Austin is a paradise – if you really like audits. We’ve got an audit for everything. There’s of course the City Auditor’s Office, which does audits related to process compliance. That’s helpful if you want to see if city staff are using resources correctly or if in general a process the city has set up is working like it was intended.

That doesn’t really help if the system itself is flawed, as is the case with many of the systems on which Austin city government is built. The City Council Audit & Finance Committee is a bit more empowered to look at structural deficiencies but not by much.

Then Punt to A Third Party

That brings us to the third-party audit, which is a popular way for City Council and community interest groups to keep thorny issues bogged down and thus avoid both hard decisions and the changes those decisions bring about. The reports come along with recommendations backed by an industry or academic credential, which should theoretically make it easier for the city to pursue a course of action to address the problem.

In practice, those recommendations, regardless of who makes them and what credential they have, are generally not implemented. For one reason or another, parts of the proposed situation are considered off limits and progress is derailed again and again.

For example, the 2015 Zucker Report told the city to modernize its development services department and streamline the land development code to make the process easier on both staff and citizens. But a loud and vocal segment of the Austin political scene didn’t want to reform the land use code and mired the process in delay after delay. When that wasn’t sufficient to gum the works, those interests took their battle to the courts.

Same Song, Different Arrangement

It’s the same story over and over again. The 2018 Action Plan to End Homelessness was a version of the same report the city has been commissioning since 2010. But every time a report comes out the answer is that solving the problem takes sustained community resources and commitment – two things we’ve been short on lately. 

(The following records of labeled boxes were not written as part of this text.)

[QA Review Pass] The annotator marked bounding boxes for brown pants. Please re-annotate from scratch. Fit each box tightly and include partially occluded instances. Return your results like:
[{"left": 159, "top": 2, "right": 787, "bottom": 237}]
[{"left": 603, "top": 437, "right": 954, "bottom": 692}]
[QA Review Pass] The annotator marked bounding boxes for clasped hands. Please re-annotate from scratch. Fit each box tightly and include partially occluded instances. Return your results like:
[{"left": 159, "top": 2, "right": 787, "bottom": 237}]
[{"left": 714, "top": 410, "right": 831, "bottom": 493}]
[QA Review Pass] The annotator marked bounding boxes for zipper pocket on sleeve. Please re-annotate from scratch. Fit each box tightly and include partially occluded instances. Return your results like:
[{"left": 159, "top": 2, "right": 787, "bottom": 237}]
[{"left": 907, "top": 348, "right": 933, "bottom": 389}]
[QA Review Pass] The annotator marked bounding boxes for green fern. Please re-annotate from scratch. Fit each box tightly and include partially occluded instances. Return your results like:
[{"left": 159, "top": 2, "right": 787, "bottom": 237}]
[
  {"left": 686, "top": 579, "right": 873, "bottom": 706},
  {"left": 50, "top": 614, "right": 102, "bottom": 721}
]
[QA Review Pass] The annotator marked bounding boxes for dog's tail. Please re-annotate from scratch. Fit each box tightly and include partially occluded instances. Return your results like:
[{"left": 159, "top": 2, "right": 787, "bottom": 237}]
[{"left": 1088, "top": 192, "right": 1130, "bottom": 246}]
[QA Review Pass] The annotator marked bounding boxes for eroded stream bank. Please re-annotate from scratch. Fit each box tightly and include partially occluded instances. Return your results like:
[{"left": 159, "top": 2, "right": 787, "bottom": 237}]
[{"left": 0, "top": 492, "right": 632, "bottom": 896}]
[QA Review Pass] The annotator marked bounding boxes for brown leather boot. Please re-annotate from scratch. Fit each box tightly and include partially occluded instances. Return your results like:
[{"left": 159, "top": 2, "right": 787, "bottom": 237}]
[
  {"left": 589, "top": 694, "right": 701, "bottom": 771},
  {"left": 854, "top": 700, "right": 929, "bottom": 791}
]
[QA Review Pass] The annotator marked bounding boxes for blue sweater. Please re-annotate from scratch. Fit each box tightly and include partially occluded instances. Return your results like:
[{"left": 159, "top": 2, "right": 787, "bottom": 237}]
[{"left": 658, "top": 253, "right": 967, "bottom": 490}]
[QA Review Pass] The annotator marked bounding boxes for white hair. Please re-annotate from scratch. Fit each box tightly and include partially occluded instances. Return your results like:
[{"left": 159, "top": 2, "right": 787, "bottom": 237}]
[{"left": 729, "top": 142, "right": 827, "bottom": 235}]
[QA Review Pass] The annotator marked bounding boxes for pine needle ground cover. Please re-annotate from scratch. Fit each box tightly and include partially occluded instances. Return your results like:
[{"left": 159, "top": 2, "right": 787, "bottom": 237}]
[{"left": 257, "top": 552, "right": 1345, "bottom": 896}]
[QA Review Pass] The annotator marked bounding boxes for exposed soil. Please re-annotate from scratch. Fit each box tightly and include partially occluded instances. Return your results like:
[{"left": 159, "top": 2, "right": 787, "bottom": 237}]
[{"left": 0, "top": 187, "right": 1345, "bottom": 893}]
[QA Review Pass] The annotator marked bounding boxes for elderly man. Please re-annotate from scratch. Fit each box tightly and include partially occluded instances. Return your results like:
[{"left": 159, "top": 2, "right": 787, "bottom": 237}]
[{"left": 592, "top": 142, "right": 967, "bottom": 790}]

Gentrification is the same sad story. Study after study is done and virtually none of the recommendations are implemented. That’s either due to lack of political will or complications with state statute. Either way the result is the same.

And it will continue to be the same until leadership in Austin improves. Yes, people will act in their economic interests and delay progress out of fear or self-preservation. But the city leaders we elect are supposed to be there to look beyond what’s beneficial in the short-term and instead choose the path that best serves the entire community.